2. What are stem cells?
Stem Cells continuously create and renew our blood, bone marrow and immune system. They are found in large quantities in the umbilical cord blood of your child. After birth, these cells end up in the bone marrow, where they continuously replenish and produce:
- Red blood cells, which carry oxygen to the system
- White blood cells, which are the defense of our body against disease
- Platelets that help blood to clot after a wound and
- All the other cells, which constitute our blood and our immune system
Storage of these cells is important because they constitute a unique source of compatible graft. They can be used, if the need arises in the future, for the treatment of a number of diseases, thus protecting the health of your child and family.
3. How are stem cells used?
Currently, stem cells are primarily used in transplant medicine to regenerate a patient's blood and immune system after they have been treated with chemotherapy and/or radiation to destroy cancer cells.
At the same time the chemotherapy and radiation destroys the cancer cells in a patient, they also destroy stem cells. Therefore, an infusion of stem cells or a stem cell transplant is performed after the chemotherapy and/or radiation treatment. The stem cells then migrate to the patient's bone marrow where they multiply and regenerate all of the cells to create a new blood and immune system for the patient.
The promise of using stem cells for medical treatments has been the focus of research projects that are showing encouraging result
- Cord blood stem cells have been "triggered" to differentiate into neural cells, which could lead to treatments for diseases such as diabetes, heart and liver disease, muscular dystrophy, Parkinson's disease, spinal cord injury, and stroke.
- They have also proven their ability to turn into blood vessel cells, which could some day benefit treatments for heart disease, allowing patients to essentially "grow their own bypass."
4. Why are doctors turning to cord blood instead of bone marrow?
a. Easier to match - Higher Survival
Bone marrow is difficult to match between the donor and recipient because a "perfect match" is usually required. Cord blood immune cells, however, are less mature than in bone marrow and can be successfully used even when there is only a partial match. This means there is more opportunity for transplants between family members when cord blood is stored. Some studies have shown that overall survival rates for related transplants are more than double that of transplants from unrelated donors.
b. Immediate availability
Banking cord blood ensures that these stem cells can be immediately available if they are needed for treatment. Early treatment of many illnesses can minimize disease progression.
c. Less incidences of Graft vs. Host Disease
Overall, patients who receive cord blood transplants from a relative experience significantly less Graft vs. Host Disease (GVHD), a transplant rejection that is the leading cause of death in stem cell transplant patients.
5. What is proposed in terms of cord blood transplants in the future?
To date, umbilical cord blood has been used in more than 6,000 transplants by children and adults. In many cases, the cord blood was used by the baby's sibling. Other transplants have occurred for the newborn himself, the newborn's mother, father, and the newborn's cousin.
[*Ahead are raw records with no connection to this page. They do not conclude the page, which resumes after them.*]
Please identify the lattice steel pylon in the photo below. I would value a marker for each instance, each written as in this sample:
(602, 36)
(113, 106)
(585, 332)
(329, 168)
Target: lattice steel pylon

In the past two years alone, research has demonstrated that cord blood stem cells can differentiate into other types of cells in the body. The regenerative qualities of stem cells have been brought to the forefront in the field of cellular repair. Stem cells have been labelled an important biological resource and researchers are conducting more and more studies to unlock the potential of umbilical cord blood stem cells in future applications for diseases like diabetes, heart and liver disease, muscular dystrophy, Parkinson's disease, spinal cord injury, and stroke.
6. What is HLA matching?
Matching refers to several proteins called Human Leukocyte Antigens (HLA) that appear on the surface of white blood cells and some tissues in the body. These HLA points, or loci, determine tissue compatibility between a patient and a donor. Although a perfect match would be best, studies have shown that cord blood transplants are successful, even when only three of six loci match. With cord blood, the immune cells are less mature than those in bone marrow, and therefore siblings are more likely to be able to use each other's cord blood, compared to bone marrow.
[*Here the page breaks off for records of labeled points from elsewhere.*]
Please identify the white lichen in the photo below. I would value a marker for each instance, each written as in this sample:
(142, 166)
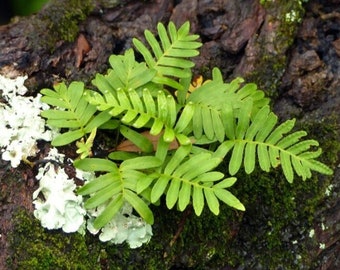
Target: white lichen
(124, 227)
(21, 125)
(56, 204)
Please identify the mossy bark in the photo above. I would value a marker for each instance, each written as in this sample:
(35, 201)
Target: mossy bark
(274, 232)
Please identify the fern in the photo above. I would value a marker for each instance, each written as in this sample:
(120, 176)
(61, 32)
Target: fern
(182, 181)
(260, 136)
(168, 57)
(188, 134)
(72, 111)
(116, 186)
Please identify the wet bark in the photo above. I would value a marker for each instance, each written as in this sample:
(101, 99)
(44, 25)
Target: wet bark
(295, 60)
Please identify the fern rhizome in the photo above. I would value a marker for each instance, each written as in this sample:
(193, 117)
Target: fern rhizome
(180, 135)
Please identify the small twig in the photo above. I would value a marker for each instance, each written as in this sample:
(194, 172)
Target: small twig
(328, 16)
(181, 225)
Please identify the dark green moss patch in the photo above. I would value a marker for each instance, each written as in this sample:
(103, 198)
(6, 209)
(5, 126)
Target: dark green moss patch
(59, 21)
(35, 248)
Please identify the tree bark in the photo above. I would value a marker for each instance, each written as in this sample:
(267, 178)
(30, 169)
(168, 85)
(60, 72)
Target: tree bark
(292, 51)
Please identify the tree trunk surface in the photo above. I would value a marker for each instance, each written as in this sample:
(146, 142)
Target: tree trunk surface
(290, 50)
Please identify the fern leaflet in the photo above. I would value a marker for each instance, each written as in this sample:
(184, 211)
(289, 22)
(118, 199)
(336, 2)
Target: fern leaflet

7. Why do families choose to collect and store their baby's cord blood
At an increasing rate, expectant parents are storing cord blood for their families, not only as a potential life-saving resource for current uses of stem cells, but also for their future potential. Parents bank for the security in knowing the health benefits stem cells may someday offer their children, themselves, or other family members.
Recent clinical studies support the unique suitability of cord blood stem cells for a number of developing technologies. Respected medical journals explore the potential use of cord blood stem cells in the emerging fields of gene therapy and cellular repair. When you bank your baby's cord blood stem cells, you are saving what may be a key component to potential future medical treatments and cures.
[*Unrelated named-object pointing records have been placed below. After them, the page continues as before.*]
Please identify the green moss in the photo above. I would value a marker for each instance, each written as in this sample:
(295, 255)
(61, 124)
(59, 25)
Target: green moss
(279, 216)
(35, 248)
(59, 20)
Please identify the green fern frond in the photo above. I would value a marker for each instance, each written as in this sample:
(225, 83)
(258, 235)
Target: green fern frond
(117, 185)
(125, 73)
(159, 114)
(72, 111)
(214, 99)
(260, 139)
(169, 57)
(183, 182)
At birth, you have only a short period to collect these cells. They give you options for treatments of diseases of today and in the future.
9. Are the stem cells ever a match for other family members?
A child's own cord blood is always a perfect match. Siblings also have a good chance of a match - generally a one-in-four chance.
Cord Blood Stem Cells are "immature cells" and therefore less recognisable by the recipient's body, as a foreign part, in case they are transplanted. Because of this, they can be transplanted with a lesser degree of HLA matching than bone marrow. This increases the possibility to be used in the future by other family members.